Represent the grid as a 4×4 array; terminal states (0,0) and (3,3) typically have value 0 (no further reward). Do not update \(V\) for terminal states in the loop, or set them to 0 and keep them fixed.
Uniform random policy: from each non-terminal state, each of the 4 actions (up, down, left, right) has probability 0.25. If an action would go off the grid, the agent stays in place (and gets -1). So from (0,0) you do not update (it’s terminal); from (0,1) “left” stays (0,1) with -1.
Update: for each non-terminal state \(s\), compute the new value as the Bellman expectation (average over 4 actions of immediate reward + \(\gamma\) × value of next state). Use synchronous updates: compute all new values from the old \(V\), then replace \(V\) with the new values.
Stop when \(\max_s |V_{new}(s) - V_{old}(s)| < 10^{-4}\).

Common pitfalls

Updating terminal states: Terminal states should have value 0 (or by definition no update). Do not apply the Bellman update to (0,0) and (3,3); leave them at 0.
Asynchronous vs synchronous: Synchronous = use the same \(V\) for all updates in one sweep. If you update in place (state by state), later states in the same sweep see already-updated values—that is asynchronous and can change convergence; stick to synchronous for this exercise.
Wrong transition model: From a corner, two actions might hit the wall (stay, -1) and two might move.

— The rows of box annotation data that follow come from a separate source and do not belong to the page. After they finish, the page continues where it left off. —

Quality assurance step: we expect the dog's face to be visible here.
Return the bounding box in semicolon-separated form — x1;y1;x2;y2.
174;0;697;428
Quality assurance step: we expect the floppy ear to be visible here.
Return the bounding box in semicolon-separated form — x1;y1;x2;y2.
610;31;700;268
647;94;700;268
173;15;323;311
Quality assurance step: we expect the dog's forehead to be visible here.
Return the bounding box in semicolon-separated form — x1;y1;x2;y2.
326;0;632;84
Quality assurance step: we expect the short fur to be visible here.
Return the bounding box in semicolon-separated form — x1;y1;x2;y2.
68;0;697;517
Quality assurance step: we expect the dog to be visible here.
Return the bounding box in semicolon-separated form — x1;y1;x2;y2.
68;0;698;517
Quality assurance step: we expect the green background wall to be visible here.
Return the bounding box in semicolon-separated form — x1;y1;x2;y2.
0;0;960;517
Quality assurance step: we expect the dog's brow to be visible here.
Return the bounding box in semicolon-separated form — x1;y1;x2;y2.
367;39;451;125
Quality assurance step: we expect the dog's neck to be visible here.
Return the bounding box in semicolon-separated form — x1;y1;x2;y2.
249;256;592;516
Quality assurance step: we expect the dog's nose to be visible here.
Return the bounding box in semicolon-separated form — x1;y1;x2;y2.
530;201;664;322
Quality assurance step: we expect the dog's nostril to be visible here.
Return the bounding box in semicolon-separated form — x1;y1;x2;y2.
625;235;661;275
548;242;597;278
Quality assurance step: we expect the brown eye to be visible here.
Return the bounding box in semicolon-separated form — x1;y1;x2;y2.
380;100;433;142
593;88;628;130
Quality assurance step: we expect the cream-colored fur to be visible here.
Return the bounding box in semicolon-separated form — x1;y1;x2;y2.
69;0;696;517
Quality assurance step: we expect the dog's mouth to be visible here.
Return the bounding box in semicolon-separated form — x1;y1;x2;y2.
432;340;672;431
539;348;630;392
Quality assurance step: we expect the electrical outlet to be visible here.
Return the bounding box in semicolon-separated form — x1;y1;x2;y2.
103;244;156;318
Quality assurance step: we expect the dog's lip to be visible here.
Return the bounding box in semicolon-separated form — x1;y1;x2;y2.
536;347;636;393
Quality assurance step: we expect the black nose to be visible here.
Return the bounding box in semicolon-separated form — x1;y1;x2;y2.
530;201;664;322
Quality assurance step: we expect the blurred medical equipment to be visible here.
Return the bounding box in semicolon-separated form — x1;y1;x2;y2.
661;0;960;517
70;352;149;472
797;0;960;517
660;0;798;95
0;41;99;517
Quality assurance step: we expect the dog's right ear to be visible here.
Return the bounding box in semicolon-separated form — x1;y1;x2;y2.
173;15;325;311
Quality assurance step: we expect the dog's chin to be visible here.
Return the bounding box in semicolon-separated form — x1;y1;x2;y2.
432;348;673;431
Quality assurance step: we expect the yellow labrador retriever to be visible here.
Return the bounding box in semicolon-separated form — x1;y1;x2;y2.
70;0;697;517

Count correctly; the probability of each next state depends on how many actions lead there.

Worked solution (warm-up: 1×3 line)

Warm-up: For a 1×3 line (states 0, 1, 2), terminal at 0 and 2 with value 0, reward -1 per step, one action “move left” from 1 to 0, one action “move right” from 1 to 2. Compute \(V(1)\) by hand for \(\gamma=1\).

Step 1: From state 1 we take one action and reach either state 0 or state 2 (each terminal with value 0). So we get one step of reward -1 and then 0. Thus \(V(1) = -1 + \gamma \cdot 0 = -1\) (for \(\gamma=1\) or any \(\gamma\): \(V(1) = -1\)).

Explanation: One step to either terminal gives immediate reward -1 and then value 0. The same Bellman expectation structure is used in the 4×4 gridworld: each state’s value is immediate reward plus \(\gamma\) times the value of the next state, averaged over the policy.

Extra practice

Warm-up: For a 1×3 line (states 0, 1, 2), terminal at 0 and 2 with value 0, reward -1 per step, one action “move left” from 1 to 0, one action “move right” from 1 to 2. Compute \(V(1)\) by hand for \(\gamma=1\) (one step to either terminal ⇒ -1).
Coding: Run policy evaluation (iterative Bellman expectation) on a 4×4 gridworld until convergence. Plot \(V(s)\) as a heatmap for a random policy (e.g. uniform over actions).
Challenge: After convergence, derive the greedy policy with respect to your \(V\): in each state, which action(s) maximize immediate reward + \(V(s’)\)? Plot or print the greedy policy as arrows. Compare to the optimal policy (shortest path to nearest terminal).
Variant: Run policy evaluation with \(\gamma=0.5\) and \(\gamma=1.0\) on the same 4×4 gridworld. How does the value at the center cell differ between the two? Why is \(\gamma=1\) acceptable here (finite episode)?
Debug: The update below applies the Bellman update to terminal states (a common mistake), causing incorrect values. Find and fix it.

Try it — edit and run (Shift+Enter)

Conceptual: Why must we use synchronous (not in-place) updates when running one full sweep of policy evaluation? What can go wrong with in-place updates?
Recall: State the iterative policy evaluation update rule \(V(s) \leftarrow \ldots\) from memory.